A paper published in Global Change Biology modeling the frogs’ response to climate change throughout the United States and Canada found that southern populations of the species would be most affected by warming temperatures.
Cold-adapted animals that inhabit ephemeral wetlands from Tennessee and Kentucky to Canada and Alaska, wood frogs experience a wide variety of climates throughout their range.
“Southern populations were declining in years that were really warm,” said Staci Amburgey, a PhD candidate at Pennsylvania State University and first author on the paper published in Global Change Biology. “With the warming climate, those populations would be the first to go locally extinct and might result in a range shift north.”
Scientists often assume fluctuations in climate impact populations similarly across a species’ range. But Amburgey and her colleagues wanted to analyze how a wood frog population’s location in the range and the usual climate there affected its capacity to adapt to annual climatic variation.
A female wood frog lays one egg mass every year, so examining egg mass counts from the last two decades to estimate how many breeding females a population had each year, the biologists modeled populations throughout their range.

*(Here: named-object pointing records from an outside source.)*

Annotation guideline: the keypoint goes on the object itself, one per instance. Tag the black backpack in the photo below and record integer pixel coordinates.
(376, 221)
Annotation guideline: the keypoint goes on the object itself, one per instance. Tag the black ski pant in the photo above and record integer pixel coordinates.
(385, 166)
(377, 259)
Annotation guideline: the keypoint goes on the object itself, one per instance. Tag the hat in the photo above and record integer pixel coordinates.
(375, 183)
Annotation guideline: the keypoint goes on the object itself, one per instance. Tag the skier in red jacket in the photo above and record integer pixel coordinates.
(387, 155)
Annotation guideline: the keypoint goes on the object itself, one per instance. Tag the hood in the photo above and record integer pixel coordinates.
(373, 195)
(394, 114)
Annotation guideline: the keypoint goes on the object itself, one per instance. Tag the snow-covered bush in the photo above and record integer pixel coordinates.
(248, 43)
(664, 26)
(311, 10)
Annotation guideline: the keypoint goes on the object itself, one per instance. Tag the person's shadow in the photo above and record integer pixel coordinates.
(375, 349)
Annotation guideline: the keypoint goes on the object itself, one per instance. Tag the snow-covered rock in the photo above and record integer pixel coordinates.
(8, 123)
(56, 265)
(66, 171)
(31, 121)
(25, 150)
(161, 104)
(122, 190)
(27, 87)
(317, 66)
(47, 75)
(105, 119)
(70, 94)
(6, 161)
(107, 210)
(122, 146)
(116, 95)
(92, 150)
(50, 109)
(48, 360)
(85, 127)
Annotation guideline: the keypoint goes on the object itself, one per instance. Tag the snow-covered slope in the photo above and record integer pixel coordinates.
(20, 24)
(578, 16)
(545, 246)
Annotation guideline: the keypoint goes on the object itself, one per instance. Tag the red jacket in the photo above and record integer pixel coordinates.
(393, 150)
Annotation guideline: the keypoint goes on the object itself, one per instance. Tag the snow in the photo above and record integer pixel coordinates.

Researchers have long been interested in how rising temperatures and altered precipitation shift the ranges of such amphibians, a class of high conservation concern due to habitat loss and disease, such as the chytrid fungal disease.
The findings suggest that biologists must consider amphibian populations at a fine scale within the species’ ranges, Amburgey said.
“Southern species in warming areas that are going to experience less water are going to feel the impact of climate change,” she said. “If you want to predict how a species’ range is going to shift, it is important to account for variability in where they are.”